At its most basic, nuoc cham—literally “dipping water”—consists of water, fish sauce, sugar, lime, chiles and garlic. It is a clear liquid that hits all four flavor notes: sweet, salty, sour and hot. Some cooks float shredded carrots or paper-thin slices of daikon, kohlrabi or cucumber in it. These vegetables flavor the sauce and become lightly pickled themselves. At Lemon Grass, Mai makes a concentrated version of nuoc cham with less water, to drizzle on grilled or pan-seared salmon.
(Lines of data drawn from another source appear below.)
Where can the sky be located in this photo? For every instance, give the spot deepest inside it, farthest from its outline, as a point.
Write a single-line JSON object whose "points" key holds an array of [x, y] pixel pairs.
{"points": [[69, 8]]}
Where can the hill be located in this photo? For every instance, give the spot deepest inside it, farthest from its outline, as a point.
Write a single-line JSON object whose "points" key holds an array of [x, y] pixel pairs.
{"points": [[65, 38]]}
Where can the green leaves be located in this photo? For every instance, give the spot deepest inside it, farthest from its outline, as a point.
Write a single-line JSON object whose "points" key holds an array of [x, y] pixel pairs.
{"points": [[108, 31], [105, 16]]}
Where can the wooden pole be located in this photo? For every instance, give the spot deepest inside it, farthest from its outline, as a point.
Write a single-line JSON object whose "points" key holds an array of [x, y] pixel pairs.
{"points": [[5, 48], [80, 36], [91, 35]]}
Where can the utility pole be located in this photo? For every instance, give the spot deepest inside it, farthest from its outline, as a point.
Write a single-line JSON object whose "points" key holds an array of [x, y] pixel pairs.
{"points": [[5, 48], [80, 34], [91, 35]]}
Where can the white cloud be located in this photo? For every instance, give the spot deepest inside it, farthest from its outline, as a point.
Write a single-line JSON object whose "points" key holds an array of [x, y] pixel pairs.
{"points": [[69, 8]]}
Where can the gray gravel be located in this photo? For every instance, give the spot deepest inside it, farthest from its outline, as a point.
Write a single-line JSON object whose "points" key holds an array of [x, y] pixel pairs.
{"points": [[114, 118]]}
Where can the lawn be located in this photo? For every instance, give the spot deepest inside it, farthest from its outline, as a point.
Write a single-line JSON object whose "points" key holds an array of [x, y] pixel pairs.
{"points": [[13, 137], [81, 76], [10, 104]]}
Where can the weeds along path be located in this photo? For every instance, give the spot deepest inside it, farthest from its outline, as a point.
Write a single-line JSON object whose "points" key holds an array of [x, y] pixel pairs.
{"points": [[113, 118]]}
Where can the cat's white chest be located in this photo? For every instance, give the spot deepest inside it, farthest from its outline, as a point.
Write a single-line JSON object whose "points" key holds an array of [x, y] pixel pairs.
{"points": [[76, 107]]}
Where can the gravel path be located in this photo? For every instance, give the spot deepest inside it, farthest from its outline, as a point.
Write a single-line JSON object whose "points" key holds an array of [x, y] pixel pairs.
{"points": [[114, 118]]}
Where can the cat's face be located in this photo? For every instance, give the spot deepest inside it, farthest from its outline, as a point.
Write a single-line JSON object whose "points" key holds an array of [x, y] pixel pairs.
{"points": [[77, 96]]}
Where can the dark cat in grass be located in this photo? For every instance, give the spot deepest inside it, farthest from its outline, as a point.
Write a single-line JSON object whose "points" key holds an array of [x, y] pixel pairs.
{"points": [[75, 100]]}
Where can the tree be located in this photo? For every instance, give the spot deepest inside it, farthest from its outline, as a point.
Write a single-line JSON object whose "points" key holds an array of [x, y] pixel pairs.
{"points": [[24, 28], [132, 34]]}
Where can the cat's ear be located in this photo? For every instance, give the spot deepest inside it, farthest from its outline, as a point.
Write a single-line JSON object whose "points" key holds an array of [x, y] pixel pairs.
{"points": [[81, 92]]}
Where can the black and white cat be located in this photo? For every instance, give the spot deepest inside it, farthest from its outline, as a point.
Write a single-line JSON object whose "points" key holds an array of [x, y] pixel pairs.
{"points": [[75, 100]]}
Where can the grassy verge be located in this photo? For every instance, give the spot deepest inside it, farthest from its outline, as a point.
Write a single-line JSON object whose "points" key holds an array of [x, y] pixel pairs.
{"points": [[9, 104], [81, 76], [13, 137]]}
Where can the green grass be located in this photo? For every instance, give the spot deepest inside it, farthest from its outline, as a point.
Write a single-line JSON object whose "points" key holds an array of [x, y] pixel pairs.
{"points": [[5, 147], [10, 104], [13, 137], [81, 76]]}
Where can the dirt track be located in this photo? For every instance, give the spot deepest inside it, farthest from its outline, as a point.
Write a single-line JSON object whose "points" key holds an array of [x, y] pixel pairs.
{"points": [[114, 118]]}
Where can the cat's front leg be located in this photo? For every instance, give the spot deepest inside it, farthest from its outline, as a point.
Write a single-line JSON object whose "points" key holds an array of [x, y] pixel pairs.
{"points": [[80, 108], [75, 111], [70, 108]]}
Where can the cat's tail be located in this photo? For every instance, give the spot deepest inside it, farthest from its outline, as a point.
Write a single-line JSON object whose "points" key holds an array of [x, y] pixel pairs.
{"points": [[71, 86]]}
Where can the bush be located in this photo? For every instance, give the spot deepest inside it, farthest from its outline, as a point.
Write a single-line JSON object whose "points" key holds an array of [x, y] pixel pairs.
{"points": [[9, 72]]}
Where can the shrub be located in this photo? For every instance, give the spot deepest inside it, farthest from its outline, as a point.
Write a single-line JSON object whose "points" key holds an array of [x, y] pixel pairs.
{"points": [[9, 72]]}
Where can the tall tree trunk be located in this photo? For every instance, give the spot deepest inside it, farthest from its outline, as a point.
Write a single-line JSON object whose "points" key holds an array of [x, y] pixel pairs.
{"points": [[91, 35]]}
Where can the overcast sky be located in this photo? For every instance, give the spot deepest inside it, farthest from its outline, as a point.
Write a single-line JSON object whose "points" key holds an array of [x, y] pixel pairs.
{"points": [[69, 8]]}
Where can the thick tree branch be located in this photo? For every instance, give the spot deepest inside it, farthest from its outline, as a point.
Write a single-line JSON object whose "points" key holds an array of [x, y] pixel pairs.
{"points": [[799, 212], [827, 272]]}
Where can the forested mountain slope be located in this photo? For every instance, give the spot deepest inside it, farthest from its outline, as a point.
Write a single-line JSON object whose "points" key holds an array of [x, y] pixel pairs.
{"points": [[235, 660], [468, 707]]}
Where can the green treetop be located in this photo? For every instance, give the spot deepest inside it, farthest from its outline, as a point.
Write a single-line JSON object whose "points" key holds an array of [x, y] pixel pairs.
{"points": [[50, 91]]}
Mai on the elements of Vietnamese dishes:

  • Table salad, a platter of leaf lettuce, whole sprigs of fresh herbs (Asian basil, mint, rau ram, red or green perilla), bean sprouts, sliced cucumber
  • Steamed rice or rice noodles
  • Grilled pork, beef, chicken, shrimp, or fish
  • Chopped peanuts
  • A sweet-tart dipping sauce (nuoc cham)
     

On fruit salsa

Rick Bayless, chef-proprietor of Frontera Grill and Topolobampo in Chicago
Americans tend to think of salsa only as that fresh tomato relish we spoon on chips, but the Mexican salsa repertoire is extensive. Mexican salsas may be chunky, like the fresh salsa we know, but they are more often smooth, thin enough to drizzle, rich with roasted chile flavors, tangy with lime or vinegar and unabashedly hot. One thing traditional salsas rarely are is fruity. The idea of fruit salsa originated in the United States, says Bayless. Fruit salsas evolved from the ubiquitous fresh-chopped-tomato salsa, with fruits like mango, papaya and pineapple replacing the tomato. As a condiment for seafood—especially scallops and shrimp—a creative fruit salsa can be appealing, but chefs should ground themselves in the traditions first.

“Delve into some of those traditional salsas and...then start thinking what you can do with them,” Bayless advises. “Most people realize that salsa gives you a really fresh, high-fiber, low-fat alternative to other condiments. There are some wonderful flavors to be had when you get into these different salsas with different dried chiles. I recommend that, before you explore fruit salsas, you begin to understand the traditional salsas. A lot of chefs don’t do their homework first, and that limits their ability to do a nice job with balancing flavors.”